Android devices also feature a wide range of sensors, and the book spends many chapters exploring those that are accessible from Flash. The geolocation sensor is covered and examples of it being used in conjunction with with a third-party API are given. Unfortunately the API chosen was Google Maps, which has now been deprecated. Nevertheless, it does illustrate the point and the techniques can easily be transferred to alternative services.
Valuable time is also spent covering the accelerometer, including how to detect changes in the device’s orientation. The difficult subject of screen layout is also addressed, with examples highlighting how to adapt your application’s layout in response to orientation changes. Some recipe’s demonstrating the strength of Flex for such tasks are also given, which is a useful insight for those who aren’t familiar with the framework.

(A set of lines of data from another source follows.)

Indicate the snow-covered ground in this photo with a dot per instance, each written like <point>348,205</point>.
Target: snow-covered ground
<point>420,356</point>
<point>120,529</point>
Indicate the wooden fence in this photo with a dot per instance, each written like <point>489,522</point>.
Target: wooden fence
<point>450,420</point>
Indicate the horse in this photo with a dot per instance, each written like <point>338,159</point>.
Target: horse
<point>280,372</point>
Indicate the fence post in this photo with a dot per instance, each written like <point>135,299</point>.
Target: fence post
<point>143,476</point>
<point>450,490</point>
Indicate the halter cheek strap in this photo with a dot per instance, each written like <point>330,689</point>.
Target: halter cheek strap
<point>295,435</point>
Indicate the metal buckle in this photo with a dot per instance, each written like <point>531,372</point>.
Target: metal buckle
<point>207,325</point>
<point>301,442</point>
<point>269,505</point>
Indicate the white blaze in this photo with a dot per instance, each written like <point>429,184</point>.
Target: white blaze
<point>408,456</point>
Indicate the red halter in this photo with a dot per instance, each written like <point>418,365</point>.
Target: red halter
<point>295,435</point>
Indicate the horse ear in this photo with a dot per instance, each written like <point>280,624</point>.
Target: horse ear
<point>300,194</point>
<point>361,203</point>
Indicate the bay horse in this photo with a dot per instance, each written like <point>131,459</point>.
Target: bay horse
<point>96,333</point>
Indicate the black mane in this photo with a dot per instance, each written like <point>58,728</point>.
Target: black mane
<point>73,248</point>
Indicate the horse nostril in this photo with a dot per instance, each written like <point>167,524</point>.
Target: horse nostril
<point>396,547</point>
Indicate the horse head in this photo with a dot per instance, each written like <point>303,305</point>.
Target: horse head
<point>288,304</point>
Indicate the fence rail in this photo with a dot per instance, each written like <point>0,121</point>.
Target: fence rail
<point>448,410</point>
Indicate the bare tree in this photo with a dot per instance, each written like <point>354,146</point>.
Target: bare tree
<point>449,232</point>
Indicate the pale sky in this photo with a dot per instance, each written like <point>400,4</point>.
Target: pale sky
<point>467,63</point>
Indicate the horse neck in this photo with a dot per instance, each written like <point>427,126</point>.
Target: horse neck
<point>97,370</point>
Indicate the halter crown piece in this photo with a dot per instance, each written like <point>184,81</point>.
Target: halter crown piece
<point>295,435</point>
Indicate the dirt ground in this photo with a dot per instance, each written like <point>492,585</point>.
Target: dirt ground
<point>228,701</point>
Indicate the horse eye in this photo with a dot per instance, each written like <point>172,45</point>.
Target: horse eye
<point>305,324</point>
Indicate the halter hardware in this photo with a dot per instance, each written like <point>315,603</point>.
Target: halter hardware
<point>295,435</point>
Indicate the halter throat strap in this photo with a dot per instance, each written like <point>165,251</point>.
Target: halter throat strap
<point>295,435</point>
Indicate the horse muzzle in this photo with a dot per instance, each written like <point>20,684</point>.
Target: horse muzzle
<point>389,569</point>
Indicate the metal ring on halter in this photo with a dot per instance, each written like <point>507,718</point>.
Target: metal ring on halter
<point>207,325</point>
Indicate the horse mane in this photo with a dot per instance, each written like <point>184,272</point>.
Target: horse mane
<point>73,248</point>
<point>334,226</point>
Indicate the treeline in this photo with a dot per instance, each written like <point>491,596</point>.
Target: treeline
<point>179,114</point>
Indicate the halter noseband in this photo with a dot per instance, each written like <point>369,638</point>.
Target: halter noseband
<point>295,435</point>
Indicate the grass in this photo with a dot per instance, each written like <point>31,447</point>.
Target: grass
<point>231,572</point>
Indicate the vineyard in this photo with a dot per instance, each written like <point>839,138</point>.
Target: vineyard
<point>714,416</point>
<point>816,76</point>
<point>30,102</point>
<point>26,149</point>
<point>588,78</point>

Probably the most popular sensors on any mobile device is the camera, and the cookbook shows how to capture both still images and shoot video. As well as Flash’s traditional camera support where video is rendered directly within your application, the reader is also shown how to launch the device’s native camera app to perform these duties. When targeting Android, it’s important to deliver a consistent experience to the user by presenting them with familiar native apps for such tasks, and this is successfully highlighting. Loading images from Android’s Camera Roll app is another example of this.
Both video and audio, in general, are well catered for. In addition to capturing video, there are plenty of examples showing how to playback both local and remote video. Streaming video from a Flash Media Server is also included. There’s even room to explore microphone audio capture and the generation of sound at runtime. Unfortunately hardware accelerated H.264 video playback, which is new to Flash, arrived just a little too late to appear in the book, which is shame as it’s a great feature.
The format, allows you to dive right into any subject you like, with the majority of recipes being independent from one another. This makes Flash Development for Android Cookbook a resource worth keeping close at hand during development. You’ll find yourself frequently turning to it, either to serve as a reminder or to learn something new. While it might not always go into the greatest detail, what we have is a wide coverage of what Flash has to offer on Android. You’ll find that after each recipe you’ll be in a good position to go on and seek any further knowledge you require.
A very easy and concise read. I highly recommend this book to any Flash developers wishing to explore Android development.